Liczę na pozytywne rozpatrzenie mojego podania.

Z wyrazami szacunku
Szymon Ka, lat dwa :-)



 
Ostatnia edycja:
Forumowiczką jestem od prawie trzech lat. Mam ponad dwuletniego,pełnego energii synka.,który z pomocą mamy napewno chętnie przetestuje rowerek biegowy. Lubimy spacerki na świeżym powietrzu i zabawy pełne ruchu. Adaś od kiedy skończył 2 latka ma tak jakby 2 razy więcej energii,dobrze by było gdybym znalazła taką formę aktywności w której synek by się chętnie realizawał. Czekamy na wybór kandydatów i pozdrawiamy:)
 

Przedstawiam Wam kochani moją córeczkę Majeczkę :)

Obecnie ma 2 latka i 4 miesiące, czas biegnie nieubłaganie i nie sposób temu zapobiec.
Słodki aniołek ale tylko hmmm... z pozoru :) Iskierki w oczach zdradzają prawdziwą naturę tej młodej damy.

Bajeczny manipulancik z bogatą wyobraźnią. Doskonale radzi sobie z puzzlami o objętości 60-ciu sztuk, ciekawa wszelkich nowinek i żądna wiedzy o swoim kochanym Hefalumpie.

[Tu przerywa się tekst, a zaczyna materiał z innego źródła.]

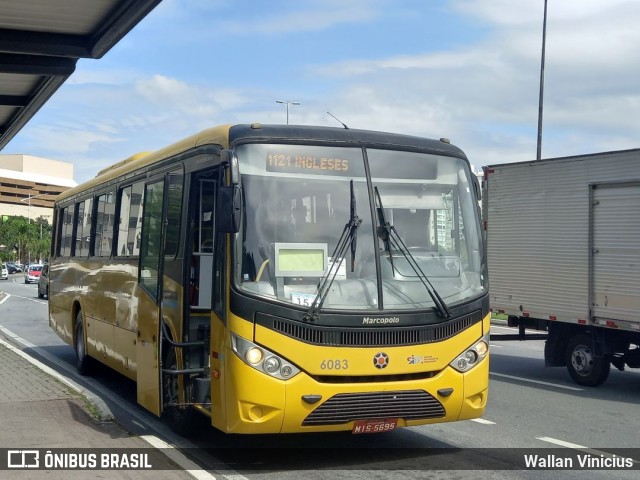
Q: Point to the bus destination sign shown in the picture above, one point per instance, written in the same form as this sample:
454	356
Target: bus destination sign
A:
316	165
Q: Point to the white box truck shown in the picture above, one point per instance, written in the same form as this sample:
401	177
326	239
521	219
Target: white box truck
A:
563	250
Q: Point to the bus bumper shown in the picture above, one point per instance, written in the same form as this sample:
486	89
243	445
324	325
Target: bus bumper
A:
259	404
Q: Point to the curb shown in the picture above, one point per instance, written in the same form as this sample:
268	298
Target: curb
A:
12	342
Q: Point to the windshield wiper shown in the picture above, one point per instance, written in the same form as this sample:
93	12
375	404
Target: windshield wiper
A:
392	241
349	236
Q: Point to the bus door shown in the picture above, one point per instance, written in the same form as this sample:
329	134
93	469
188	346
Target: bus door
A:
185	375
160	280
150	286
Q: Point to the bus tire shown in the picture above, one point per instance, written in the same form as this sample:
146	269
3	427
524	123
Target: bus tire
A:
185	421
584	366
83	361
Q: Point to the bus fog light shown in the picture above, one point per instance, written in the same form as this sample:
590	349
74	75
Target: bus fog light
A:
271	365
254	356
471	356
482	348
261	359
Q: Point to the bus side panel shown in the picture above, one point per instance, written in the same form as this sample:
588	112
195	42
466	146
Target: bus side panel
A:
219	345
61	300
147	354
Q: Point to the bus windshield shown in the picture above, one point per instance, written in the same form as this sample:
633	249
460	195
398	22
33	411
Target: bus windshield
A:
298	199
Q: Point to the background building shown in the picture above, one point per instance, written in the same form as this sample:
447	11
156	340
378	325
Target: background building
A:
29	185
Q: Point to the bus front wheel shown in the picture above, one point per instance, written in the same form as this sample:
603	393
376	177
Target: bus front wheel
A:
83	361
183	420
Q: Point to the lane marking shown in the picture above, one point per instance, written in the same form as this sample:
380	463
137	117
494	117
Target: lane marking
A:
562	443
538	382
483	421
178	458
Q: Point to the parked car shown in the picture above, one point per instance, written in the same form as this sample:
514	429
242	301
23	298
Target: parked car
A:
43	282
33	273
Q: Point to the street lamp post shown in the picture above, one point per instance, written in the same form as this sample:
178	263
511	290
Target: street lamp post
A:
29	215
541	94
287	103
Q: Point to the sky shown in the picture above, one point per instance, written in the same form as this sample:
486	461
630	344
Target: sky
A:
467	70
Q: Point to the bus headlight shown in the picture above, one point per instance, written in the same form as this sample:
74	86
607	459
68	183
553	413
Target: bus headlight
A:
472	355
262	359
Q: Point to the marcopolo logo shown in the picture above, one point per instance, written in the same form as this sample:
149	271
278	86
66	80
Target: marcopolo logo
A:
380	320
381	360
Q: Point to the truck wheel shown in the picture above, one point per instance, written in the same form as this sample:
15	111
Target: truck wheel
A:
583	365
183	420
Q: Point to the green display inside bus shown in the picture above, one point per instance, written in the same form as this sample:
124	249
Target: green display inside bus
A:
303	260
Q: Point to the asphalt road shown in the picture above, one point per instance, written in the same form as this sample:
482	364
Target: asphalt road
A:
532	410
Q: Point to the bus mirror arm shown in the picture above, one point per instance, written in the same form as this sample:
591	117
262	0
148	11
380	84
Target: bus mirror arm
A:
228	157
229	209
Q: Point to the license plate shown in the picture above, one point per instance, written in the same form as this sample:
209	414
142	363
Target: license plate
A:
374	426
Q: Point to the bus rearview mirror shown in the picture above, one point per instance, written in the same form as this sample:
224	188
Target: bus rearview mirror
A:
229	209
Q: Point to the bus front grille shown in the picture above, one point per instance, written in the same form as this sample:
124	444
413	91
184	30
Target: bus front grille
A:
370	337
347	407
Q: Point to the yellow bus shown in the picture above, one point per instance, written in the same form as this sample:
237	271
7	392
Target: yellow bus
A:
281	279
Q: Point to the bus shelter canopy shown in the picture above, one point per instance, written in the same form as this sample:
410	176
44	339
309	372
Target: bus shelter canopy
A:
41	41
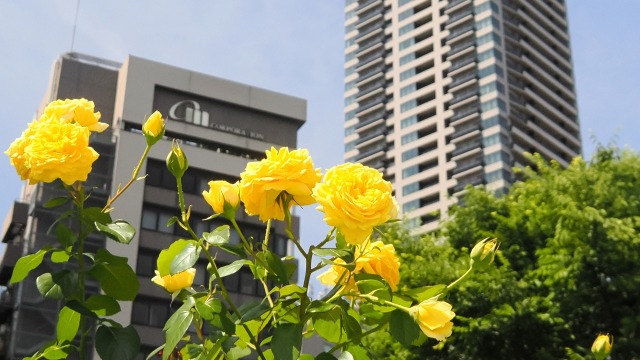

Niema siły, aby zatrzymać ją w domu czy to pada deszcz czy grzeje słoneczko, długie spacery to dla nas żadna nowość, szczególnie kiedy o tej porze drzewa zrzucają kasztany i bogato barwione liście.
Wszystkie trasy pokonujemy piechotą lub spacerówką co ostatnimi czasy nie za bardzo przypada jej do gustu, nóżki pragną maszerować :) -wkraczamy chyba w etap samodzielności.
Powtarzanie w kółko „ja sama” utwierdza mnie w tym przekonaniu, sama korzysta z toalety, sama pragnie myć ząbki, sama zakłada buciki.Każde wyzwanie to ogromna radość, która nie przemija z czasem jak to u wielu dzieci bywa. Wszelkie zabawki imponują długi czas, a nowości przyjmowane są z piskiem i podskokami.

Otwarta na kontakty i ogromnie zżyta z rodzicami. Chyba dlatego, że poświęcamy jej i drugiej starszej córce ogromną ilość czasu,co zawsze chciałam osiągnąć.

Bardzo uczuciowa, szybko przywiązuje się do rzeczy, które kocha i zrobiły na niej wrażenie. Pamiętam jak koniecznie chciała spać z plastikowym jelonkiem, który stanowił nową ozdobę ogrodu. :)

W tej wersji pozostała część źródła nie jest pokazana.